Chesney grasped it willingly. All his blood was beating in little pleasant hammer-strokes of exultant health and strength. Yet as the first chill breaths of the coming breeze played over him, he felt a shivery sensation not altogether agreeable.
"Going to be a bit of a blow—eh?" he asked, screwing up his eyes against the sun to watch the iron-blue band that was widening every second. "Think I'll just get my coat on in that case," he added.
Amaldi took the tiller while Chesney got into his coat. Now there came white flashes from the band of blue.
"Un Invernung, Scior Marchese," grinned Peppin.
"What's he say?" asked Chesney.
"That we're going to have an 'Invernung'—'a big Inverna'—'a stiff breeze,'" translated Amaldi patiently.
And indeed the South Wind pounced on them in a few moments, blowing more than a capful. As the full gust struck her, the little Wind-Flower heeled till her shrouds were under water. The spray came from her dipping bows in a silver sluice, drenching them even where they sat. Against the wind they ran, and the sails bulged full and hard as though carved from marble—only a slight flutter near the mast showed how close to the wind Chesney was holding her. He shouted like a Viking with the fierce fun of it, as the spume slapped his face now and then with the topping of a bigger wave—exultant with that exultation in sheer health known only to the lately redeemed morphinomaniac. Amaldi thought him strangely effusive in his pleasure, for an Englishman. The more he saw of him the more distasteful he found Chesney. He sat balanced on the upper side of the cock-pit, gazing steadily forward. Peppin lay flat on deck to windward.
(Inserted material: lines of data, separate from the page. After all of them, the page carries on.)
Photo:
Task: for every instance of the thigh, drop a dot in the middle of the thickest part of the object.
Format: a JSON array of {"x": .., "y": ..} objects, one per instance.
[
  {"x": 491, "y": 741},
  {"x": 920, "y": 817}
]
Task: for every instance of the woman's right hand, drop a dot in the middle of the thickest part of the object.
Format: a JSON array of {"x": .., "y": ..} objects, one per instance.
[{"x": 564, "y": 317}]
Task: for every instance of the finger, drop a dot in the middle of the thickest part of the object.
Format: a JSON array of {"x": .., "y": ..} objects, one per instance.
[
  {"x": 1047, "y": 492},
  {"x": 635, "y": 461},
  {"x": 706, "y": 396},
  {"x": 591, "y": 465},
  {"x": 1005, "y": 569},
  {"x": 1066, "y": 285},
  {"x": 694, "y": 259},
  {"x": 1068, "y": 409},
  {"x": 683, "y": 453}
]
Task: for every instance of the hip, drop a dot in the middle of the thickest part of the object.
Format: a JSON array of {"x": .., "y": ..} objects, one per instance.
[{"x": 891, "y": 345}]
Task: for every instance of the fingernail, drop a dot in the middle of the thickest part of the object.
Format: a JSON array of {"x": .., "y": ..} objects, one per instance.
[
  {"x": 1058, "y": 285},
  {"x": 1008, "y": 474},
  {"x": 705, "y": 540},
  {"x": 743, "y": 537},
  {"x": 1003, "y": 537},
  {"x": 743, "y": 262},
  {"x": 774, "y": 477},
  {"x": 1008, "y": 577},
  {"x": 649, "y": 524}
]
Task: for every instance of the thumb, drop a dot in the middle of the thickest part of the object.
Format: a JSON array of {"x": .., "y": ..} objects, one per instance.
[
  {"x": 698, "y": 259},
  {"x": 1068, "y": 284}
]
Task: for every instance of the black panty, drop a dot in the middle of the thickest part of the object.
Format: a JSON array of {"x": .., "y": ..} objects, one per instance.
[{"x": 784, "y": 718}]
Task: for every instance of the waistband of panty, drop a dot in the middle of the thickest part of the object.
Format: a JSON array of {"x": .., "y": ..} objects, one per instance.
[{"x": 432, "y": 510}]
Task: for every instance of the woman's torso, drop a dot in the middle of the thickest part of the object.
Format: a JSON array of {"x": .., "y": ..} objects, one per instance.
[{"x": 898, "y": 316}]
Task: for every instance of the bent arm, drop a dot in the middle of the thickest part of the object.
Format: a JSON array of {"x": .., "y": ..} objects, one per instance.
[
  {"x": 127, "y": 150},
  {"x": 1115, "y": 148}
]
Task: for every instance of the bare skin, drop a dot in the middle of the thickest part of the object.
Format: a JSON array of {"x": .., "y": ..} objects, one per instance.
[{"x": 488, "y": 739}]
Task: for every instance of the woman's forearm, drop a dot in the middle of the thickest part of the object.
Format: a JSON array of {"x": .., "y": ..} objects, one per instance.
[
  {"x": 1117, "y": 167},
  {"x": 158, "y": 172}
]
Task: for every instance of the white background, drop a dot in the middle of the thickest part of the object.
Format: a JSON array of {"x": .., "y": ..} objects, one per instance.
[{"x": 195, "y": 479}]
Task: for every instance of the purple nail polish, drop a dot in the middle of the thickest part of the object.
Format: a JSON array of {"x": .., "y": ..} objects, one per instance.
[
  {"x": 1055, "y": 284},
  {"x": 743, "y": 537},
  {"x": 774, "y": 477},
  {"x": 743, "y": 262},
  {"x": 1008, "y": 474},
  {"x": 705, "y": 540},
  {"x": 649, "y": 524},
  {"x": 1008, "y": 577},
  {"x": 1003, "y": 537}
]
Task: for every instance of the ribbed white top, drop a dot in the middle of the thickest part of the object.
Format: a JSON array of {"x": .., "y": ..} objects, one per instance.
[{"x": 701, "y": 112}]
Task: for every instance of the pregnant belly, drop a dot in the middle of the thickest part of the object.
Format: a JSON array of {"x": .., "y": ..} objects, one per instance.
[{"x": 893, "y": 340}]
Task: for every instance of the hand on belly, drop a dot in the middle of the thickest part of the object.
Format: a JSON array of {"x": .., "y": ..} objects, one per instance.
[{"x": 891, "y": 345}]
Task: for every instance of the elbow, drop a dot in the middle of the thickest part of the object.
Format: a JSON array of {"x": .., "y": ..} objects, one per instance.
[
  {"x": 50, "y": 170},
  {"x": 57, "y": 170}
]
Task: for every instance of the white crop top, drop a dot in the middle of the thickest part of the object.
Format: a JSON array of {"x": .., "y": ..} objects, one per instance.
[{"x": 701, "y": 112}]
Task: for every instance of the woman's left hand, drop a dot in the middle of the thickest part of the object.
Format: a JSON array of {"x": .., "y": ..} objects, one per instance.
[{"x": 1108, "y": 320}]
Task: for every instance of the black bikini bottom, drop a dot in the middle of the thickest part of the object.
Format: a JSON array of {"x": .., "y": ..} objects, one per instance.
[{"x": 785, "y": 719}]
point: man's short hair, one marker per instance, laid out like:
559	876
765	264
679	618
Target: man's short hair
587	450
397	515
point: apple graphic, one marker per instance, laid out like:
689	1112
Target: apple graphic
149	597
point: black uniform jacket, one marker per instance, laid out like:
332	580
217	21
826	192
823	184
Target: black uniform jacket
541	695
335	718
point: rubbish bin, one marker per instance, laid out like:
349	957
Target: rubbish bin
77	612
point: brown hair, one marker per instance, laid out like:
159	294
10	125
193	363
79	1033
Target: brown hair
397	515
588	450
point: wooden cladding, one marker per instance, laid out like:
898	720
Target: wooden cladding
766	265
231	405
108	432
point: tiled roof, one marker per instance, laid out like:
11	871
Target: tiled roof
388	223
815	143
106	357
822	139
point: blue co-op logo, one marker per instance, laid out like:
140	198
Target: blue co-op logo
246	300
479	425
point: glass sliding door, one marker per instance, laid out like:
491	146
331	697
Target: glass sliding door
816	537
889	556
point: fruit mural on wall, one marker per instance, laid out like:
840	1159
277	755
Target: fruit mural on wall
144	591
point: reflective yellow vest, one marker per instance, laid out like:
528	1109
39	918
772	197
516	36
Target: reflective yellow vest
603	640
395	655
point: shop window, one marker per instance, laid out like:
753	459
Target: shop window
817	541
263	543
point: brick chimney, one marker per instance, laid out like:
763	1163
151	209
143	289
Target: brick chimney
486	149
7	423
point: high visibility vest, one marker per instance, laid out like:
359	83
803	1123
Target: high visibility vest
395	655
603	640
The whole lake was now one welter of white and indigo.
But though for a while his delight in this wild game with wind and water shut out lesser things, by the time that the Inverna had romped with him for half an hour, Chesney felt chilled to the bone. Pride kept him from admitting it. He was vexed to think that Amaldi's warning had been justified. Also, it annoyed him that he should not have sufficient vital force to resist getting chilled by a whiff of wind on a day so mild as this. Anne Harding had told him that he was not yet so "almighty strong as he thought himself, by a long shot."
He reached Villa Bianca two hours later, feeling rather moody, and with a nasty, teasing pain in his legs and the small of his back.